Prüfung mit Knopf im Ohr: Lernen für die Ortskunde scheint bei manchen Dortmunder Taxifahrern nicht nötig gewesen zu sein. 500 Euro und eine entsprechende Ausrüstung halfen auch ohne Wissen durch die Prüfung.
So zumindest will es die Zeitung „Ruhr Nachrichten“ herausgefunden haben. Sie beschreibt in ihrer Ausgabe vom 4. Juni 2019 ausführlich die Methodik, nach der sich angehende Taxifahrer durch die Dortmunder Ortskundeprüfung gemogelt haben: Der Prüfling hat nach außen hin einen unsichtbaren Funkkopfhörer tief im Ohr, mit dem er via Bluetooth mit einem Helfer von außen verbunden ist.
Bei der Prüfung muss der angehende Taxifahrer nun bestimmte Fahrtstrecken von einem Startpunkt A zu einem Zielpunkt Z beschreiben. Die Stadt als Prüfungsstelle greift dazu auf ein Repertoire von 100 definierten Strecken zurück. Dieser Pool an Fragen existiert seit Jahren und ist frei zugänglich.
Hat die Prüfung begonnen, liest der Komplize draußen alle Startpunkte vor. Steht eine vorgelesene Startstraße auf dem Prüfungsbogen, gibt der Prüfling ein vorher vereinbartes Signal (kurzes Husten oder auf den Tisch klopfen). Daraufhin liest der Hintermann die komplette Streckenfolge dieser Aufgabe vor. 500 Euro soll die Lesestunde angeblich kosten.
Etwas unternehmen könne man gegen diese Tricks nicht, gesteht ein Sprecher der Stadt Dortmund gegenüber den Ruhrnachrichten. Weder dürfe man im öffentlichen Raum Störsender nutzen noch Leibesvisitationen durchführen.
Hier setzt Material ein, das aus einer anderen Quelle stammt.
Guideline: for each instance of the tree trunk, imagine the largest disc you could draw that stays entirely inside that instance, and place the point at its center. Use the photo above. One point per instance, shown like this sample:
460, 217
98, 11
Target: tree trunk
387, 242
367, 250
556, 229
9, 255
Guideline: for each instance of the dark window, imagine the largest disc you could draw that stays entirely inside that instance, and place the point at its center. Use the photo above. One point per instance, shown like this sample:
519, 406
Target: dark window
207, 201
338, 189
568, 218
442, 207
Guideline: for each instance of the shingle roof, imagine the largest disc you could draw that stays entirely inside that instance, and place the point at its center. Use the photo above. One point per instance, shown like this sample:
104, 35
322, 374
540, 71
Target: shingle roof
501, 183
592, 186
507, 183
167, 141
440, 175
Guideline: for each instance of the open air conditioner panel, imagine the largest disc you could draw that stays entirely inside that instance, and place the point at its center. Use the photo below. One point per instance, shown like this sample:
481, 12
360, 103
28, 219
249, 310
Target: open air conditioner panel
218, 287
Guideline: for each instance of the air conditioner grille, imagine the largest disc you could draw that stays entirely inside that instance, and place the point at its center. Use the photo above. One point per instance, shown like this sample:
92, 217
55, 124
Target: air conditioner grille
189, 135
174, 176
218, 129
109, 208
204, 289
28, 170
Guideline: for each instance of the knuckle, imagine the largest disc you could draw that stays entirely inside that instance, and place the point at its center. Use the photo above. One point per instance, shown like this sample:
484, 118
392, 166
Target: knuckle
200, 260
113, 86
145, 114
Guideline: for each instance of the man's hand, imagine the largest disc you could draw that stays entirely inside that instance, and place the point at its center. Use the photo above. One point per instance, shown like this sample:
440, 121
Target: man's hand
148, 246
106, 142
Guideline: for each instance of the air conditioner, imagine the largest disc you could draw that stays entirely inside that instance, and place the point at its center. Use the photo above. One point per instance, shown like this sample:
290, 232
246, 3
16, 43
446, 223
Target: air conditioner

Und selbst wenn man einen Prüfling bei einem Täuschungsversuch erwische, gelte das rechtlich nicht einmal als Ordnungswidrigkeit, geschweige denn als Straftat. Der Kandidat würde zwar aus der aktuellen Prüfung ausgeschlossen werden, dürfe sich aber sofort wieder zum nächsten Versuch anmelden.
Im Beitrag der Ruhrnachrichten kommt dazu auch die Dortmunder Taxigenossenschaft zu Wort. Man führe bei allen Funkteilnehmern eigene Ortskundeprüfungen durch, bei denen 40 Prozent derer durchfallen würden, die zuvor noch die Prüfung bei der Stadt bestanden hätten, berichtet eG-Vorstand Dieter Zillmann der Zeitung. Wer die Prüfung zweimal nicht schaffe, dürfe nicht für die Genossenschaft an der Funkvermittlung teilnehmen. Das wären dann die Kollegen, die als Alternative am Bahnhof oder Plätzen mit hoher Einsteigefrequenz warten würden. Und wo es dann zu jener Situation kommen kann, die in den Ruhrnachrichten ganz zu Beginn beschrieben wird: „Du Navi eingeben, ich fahren.“ jh
Anmerkung der Redaktion: Mag ja sein, dass es rechtliche Hürden hinsichtlich der Kontrollen für eine Behörde gibt. Aber niemand verbietet dem Amt, nach vielen Jahren einfach mal neue Strecken zu erarbeiten. Oder auch den Pool an Fragen zu verdreifachen. Dann dauert schon das Vorlesen der Startpunkte länger als die Prüfung selbst.